IBMA: An Imputation-Based Mixup Augmentation Using Self-Supervised Learning for Time Series Data
Dang Nha Nguyen, Hai Dang Nguyen, Khoa Tho Anh Nguyen
TL;DR
This work tackles the limited augmentation strategies in long sequence time-series forecasting by introducing Imputation-based Mixup Augmentation (IMA), a two-phase framework built on Self-Supervised Reconstruction (SSR) and imputation-based augmentation. By combining imputed data with Mixup, the method creates diverse yet structurally coherent training samples, guiding forecasting models toward better generalization. Evaluations across DLinear, TimesNet, and iTransformer on ETTh1/ETTh2/ETTm1/ETTm2 show consistent improvements, achieving 22 out of 24 gains and 10 best-case results, with notable benefits from the imputation-based approach on the ETT datasets. The approach demonstrates robustness across architectures and datasets, suggesting a promising path for more effective augmentation in time-series forecasting, while also indicating model- and dataset-specific nuances.
Abstract
Data augmentation in time series forecasting plays a crucial role in enhancing model performance by introducing variability while maintaining the underlying temporal patterns.
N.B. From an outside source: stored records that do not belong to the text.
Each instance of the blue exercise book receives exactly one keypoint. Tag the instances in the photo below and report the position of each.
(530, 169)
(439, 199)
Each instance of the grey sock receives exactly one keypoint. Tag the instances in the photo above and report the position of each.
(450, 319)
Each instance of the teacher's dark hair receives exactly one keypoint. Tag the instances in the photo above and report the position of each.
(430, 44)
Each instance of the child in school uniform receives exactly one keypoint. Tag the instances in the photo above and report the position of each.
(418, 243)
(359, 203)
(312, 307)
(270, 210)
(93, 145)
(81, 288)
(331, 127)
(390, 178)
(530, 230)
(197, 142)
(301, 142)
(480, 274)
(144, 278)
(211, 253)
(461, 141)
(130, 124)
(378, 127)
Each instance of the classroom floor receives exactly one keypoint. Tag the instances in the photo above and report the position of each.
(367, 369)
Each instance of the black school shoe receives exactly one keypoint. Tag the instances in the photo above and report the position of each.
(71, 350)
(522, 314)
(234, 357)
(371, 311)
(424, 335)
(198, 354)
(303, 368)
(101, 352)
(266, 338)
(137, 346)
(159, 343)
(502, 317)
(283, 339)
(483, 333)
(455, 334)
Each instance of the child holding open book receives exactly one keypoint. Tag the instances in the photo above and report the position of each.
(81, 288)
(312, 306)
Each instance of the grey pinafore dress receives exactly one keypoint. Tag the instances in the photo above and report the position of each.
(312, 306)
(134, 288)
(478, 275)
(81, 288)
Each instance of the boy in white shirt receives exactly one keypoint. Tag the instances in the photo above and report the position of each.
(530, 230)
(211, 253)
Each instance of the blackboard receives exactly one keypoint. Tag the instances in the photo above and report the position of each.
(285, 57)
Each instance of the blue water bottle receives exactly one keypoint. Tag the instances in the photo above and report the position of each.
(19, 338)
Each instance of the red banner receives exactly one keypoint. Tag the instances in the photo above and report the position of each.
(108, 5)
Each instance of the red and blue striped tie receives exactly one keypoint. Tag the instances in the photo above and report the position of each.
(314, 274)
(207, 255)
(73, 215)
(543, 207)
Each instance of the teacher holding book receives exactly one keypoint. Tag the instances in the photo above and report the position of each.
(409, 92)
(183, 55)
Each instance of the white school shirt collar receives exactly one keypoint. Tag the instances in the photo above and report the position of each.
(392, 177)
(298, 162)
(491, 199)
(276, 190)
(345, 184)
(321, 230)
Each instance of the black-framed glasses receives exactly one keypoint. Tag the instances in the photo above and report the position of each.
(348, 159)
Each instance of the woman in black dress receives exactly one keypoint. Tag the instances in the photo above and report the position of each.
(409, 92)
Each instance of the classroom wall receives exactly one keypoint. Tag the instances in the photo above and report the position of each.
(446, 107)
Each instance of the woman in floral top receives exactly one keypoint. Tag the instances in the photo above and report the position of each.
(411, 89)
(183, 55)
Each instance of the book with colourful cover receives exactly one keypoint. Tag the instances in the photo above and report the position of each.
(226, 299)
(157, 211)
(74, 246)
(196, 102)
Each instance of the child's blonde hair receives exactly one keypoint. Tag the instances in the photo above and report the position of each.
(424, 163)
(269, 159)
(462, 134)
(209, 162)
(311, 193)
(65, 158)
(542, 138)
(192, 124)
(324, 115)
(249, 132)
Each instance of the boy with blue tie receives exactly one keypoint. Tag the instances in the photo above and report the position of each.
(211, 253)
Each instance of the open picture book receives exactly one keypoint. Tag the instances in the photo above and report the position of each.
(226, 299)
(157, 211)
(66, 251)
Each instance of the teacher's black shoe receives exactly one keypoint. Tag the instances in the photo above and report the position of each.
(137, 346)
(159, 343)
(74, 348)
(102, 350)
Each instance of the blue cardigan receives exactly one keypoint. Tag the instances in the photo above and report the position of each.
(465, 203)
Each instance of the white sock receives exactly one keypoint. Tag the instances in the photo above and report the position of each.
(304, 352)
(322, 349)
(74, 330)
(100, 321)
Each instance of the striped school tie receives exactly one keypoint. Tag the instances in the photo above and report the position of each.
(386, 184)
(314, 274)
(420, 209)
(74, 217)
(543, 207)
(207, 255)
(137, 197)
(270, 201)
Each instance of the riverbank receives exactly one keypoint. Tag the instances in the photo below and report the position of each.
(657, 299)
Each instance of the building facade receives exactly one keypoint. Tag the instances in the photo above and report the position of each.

However, time series data offers fewer augmentation strategies compared to fields such as image or text, with advanced techniques like Mixup rarely being used. In this work, we propose a novel approach, Imputation-Based Mixup Augmentation (IBMA), which combines Imputation-Augmented data with Mixup augmentation to bolster model generalization and improve forecasting performance. We evaluate the effectiveness of this method across several forecasting models, including DLinear (MLP), TimesNet (CNN), and iTrainformer (Transformer), these models represent some of the most recent advances in time series forecasting. Our experiments, conducted on four datasets (ETTh1, ETTh2, ETTm1, ETTm2) and compared against eight other augmentation techniques, demonstrate that IBMA consistently enhances performance, achieving 22 improvements out of 24 instances, with 10 of those being the best performances, particularly with iTrainformer imputation.